Idiomatic "guaranteed-unique" identifiers in C++
Asked Answered
S

6

5

Is there an idiomatic C++ way to reserve and recycle identifiers that are guaranteed to be unique? My requirements are:

  1. Assuming there exists an ID not currently reserved, reserve_id(void) returns me that ID.
  2. In an unbroken sequence of reserve_id() calls, no single identifier will be returned twice
  3. There exists a function recycle(id_type) that returns an identifier to the available pool.

I have, for instance, seen Boost::Uuid, but a) I see no documentation which asserts the guaranteed uniqueness of two UUIDs and b) I'm constrained to an earlier version of Boost (1.40), for the time being. I could push to upgrade, if this were particularly perfect for the task.

Slipnoose answered 14/4, 2011 at 8:49 Comment(11)
Your requirements aren't clear: as specified, you could sprintf("id%d", ++id) with a static id counter and it'd be good for a couple billion values, or return a std::string after += 'x' ;-). If in practice the values aren't exhausted, recycling could be a no-op, or you could create a deque<> and use it preferentially. What other constraints / expectations do you really have... on length, format, performance, cross-host uniqueness, cross-process-run uniqueness etc.? Or are we supposed to infer requirements akin to Boost::Uuid's purpose?Hindgut
To be clear, I am worried about integer wraparound, as I'm writing a long-running server.
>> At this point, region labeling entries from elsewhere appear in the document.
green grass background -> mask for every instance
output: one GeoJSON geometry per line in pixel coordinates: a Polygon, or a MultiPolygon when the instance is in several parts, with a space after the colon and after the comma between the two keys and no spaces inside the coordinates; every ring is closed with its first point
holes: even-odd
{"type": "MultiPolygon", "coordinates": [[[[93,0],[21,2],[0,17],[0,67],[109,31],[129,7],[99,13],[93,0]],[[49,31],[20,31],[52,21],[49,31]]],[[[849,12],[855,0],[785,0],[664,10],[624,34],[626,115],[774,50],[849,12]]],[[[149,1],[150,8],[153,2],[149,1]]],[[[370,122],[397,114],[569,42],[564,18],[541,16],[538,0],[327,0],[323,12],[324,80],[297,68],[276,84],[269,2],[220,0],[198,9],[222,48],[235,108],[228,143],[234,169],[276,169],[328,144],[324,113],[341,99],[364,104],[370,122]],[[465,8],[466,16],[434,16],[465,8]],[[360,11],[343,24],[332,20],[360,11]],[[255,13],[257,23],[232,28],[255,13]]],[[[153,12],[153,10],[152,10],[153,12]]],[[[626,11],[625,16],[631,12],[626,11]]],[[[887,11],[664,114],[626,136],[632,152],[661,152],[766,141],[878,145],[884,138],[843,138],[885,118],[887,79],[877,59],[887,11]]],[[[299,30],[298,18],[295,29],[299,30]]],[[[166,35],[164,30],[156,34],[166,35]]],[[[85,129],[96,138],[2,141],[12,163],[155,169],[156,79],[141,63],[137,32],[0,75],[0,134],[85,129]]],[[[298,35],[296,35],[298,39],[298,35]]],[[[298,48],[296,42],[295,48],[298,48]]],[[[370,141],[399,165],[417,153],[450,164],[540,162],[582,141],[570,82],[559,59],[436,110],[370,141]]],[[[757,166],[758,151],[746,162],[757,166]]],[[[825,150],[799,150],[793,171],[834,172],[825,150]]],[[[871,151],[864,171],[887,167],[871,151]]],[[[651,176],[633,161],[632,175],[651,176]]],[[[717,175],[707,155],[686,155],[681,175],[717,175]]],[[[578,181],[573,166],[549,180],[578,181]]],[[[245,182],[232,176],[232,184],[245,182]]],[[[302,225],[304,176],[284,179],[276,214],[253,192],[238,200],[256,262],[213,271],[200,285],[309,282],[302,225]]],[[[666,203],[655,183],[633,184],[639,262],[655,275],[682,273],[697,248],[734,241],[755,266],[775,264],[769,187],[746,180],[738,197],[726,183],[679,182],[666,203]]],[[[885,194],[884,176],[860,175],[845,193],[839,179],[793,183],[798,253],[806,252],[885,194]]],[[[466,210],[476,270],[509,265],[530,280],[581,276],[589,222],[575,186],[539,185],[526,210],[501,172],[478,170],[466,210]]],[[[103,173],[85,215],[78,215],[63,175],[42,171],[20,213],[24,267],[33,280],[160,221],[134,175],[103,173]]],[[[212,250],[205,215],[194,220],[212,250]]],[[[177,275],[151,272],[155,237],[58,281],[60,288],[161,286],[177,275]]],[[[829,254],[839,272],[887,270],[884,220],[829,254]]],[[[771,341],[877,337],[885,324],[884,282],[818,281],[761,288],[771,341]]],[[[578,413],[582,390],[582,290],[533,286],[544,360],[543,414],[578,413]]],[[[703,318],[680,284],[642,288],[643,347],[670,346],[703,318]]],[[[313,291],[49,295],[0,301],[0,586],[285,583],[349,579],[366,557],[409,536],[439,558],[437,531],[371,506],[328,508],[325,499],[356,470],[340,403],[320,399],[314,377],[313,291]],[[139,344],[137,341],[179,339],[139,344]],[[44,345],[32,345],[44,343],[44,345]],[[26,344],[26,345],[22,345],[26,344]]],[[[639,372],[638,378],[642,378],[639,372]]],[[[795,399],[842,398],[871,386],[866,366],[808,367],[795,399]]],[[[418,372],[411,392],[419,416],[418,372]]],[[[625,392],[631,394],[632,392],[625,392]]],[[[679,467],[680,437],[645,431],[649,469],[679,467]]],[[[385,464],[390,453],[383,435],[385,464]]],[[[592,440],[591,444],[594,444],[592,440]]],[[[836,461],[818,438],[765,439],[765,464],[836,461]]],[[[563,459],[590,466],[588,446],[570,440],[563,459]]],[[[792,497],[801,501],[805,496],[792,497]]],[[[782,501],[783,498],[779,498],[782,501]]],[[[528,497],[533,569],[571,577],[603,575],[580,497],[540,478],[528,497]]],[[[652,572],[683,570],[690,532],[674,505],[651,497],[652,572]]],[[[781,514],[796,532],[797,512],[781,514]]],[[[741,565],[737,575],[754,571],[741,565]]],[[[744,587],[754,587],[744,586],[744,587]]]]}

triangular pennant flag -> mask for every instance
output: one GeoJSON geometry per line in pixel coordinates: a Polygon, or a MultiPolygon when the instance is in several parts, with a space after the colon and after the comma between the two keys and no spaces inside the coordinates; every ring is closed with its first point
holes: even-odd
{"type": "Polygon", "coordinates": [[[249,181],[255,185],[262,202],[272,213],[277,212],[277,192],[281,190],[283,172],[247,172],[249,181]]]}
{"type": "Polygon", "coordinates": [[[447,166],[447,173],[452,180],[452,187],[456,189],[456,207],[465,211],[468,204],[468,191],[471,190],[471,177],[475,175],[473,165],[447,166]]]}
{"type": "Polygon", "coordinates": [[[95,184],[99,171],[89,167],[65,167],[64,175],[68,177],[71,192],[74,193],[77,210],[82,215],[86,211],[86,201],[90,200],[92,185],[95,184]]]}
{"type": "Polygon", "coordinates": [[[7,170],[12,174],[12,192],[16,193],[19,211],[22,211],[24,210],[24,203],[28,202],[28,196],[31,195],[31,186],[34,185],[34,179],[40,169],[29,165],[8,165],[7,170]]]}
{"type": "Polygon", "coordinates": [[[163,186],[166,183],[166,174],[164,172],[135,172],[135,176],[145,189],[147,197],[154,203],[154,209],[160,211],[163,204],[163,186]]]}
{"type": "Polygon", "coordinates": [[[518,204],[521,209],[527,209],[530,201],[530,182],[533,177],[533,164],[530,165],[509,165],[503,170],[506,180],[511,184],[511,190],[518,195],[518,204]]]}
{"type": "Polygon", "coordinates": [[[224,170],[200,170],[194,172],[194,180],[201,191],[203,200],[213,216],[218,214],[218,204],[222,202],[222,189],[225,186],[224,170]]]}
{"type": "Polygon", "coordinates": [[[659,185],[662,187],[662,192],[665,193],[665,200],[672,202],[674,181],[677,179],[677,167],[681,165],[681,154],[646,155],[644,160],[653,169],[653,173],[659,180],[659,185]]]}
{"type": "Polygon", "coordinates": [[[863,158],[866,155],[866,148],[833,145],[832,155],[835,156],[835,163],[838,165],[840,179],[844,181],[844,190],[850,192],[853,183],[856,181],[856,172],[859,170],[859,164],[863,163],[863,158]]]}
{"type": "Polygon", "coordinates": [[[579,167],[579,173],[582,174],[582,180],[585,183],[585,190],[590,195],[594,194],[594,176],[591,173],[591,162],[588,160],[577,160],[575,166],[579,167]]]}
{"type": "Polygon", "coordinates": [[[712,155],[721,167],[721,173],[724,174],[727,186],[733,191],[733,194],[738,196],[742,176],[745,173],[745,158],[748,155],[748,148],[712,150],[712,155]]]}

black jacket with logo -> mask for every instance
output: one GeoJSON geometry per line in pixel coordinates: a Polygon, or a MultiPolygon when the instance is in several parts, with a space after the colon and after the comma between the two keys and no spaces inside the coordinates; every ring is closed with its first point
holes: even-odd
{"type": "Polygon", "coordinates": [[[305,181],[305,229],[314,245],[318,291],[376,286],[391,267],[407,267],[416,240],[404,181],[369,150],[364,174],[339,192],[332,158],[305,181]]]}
My chief concern is #2 above.Slipnoose
You could easily use unsigned 64 bit int, or even chain 2 with a simple if (!++low_order) ++high_order;...? That ought to be ok until the sun burns out....Hindgut
Its worth considering what "extremely unlikely" to duplicate means. wikipedia describes the chance for a 122bit random UUID "In other words, only after generating 1 billion UUIDs every second for the next 100 years, the probability of creating just one duplicate would be about 50%. The probability of one duplicate would be about 50% if every person on earth owns 600 million UUIDs." en.wikipedia.org/wiki/Universally_unique_identifier. IMO its more likely for hardware failure of some type to give you a duplicate in whatever carefully crafted code you use.Drive
@Michael Anderson: I seriously hope you are not in charge of designing airplanes, cars or nuclear things :-)Intensify
@Giovanni - I think its more likely that there are bugs in the CPU or compiler or something like that, than a collision happening with 122bits. But hey if you're really scared of such possibilities you can always double or tripple your number of bits... Then you're getting to the "generating billions of ids per nanosecond for the life of the universefor a 50% chance of a collision" kind of scale . - Its all a question of what is acceptable as "close enough to zero possibility". And if you say only true zero, them you're being academic and not practical.Drive
@Michael, you're assuming that you have a good random number generator. I don't know if that is a fair assumption unless you use a special library.Checkrow
@edA-qa mort-ora-y: you can use boost::random_device as the source for boost::uuids::random_generator.Tupper
Okay okay okay! Y'all have convinced me that UUIDs are fine. :) I'll probably do a Patricia Tree kind of thing to shorten them in log files.Slipnoose
It is kind of implicit, but perhaps you can state the requirements to the following: The identifiers have to be unique only for the running process. If you restart the process, it can repeat the identifiers? If two server executables run at the same time, they can generate the same identifiers? The ids do not have to be recycled, they can also be discarded? How many are typically generated? 1 per second? 1 billion per second? Is there a size limit? Is there a multithreading performance requirement (no blocking)?Geraint
Use a large number (256 bits), some bits for thread number; just increment the previous number for each thread with each call. The number is so large that it never overflows. No need for UUID, hashing and similar shenanigans.Geraint
S
3

I think you've already solved this problem for most practical purposes by finding Boost::Uuid, with the exception of your requirement to recycle identifiers already generated.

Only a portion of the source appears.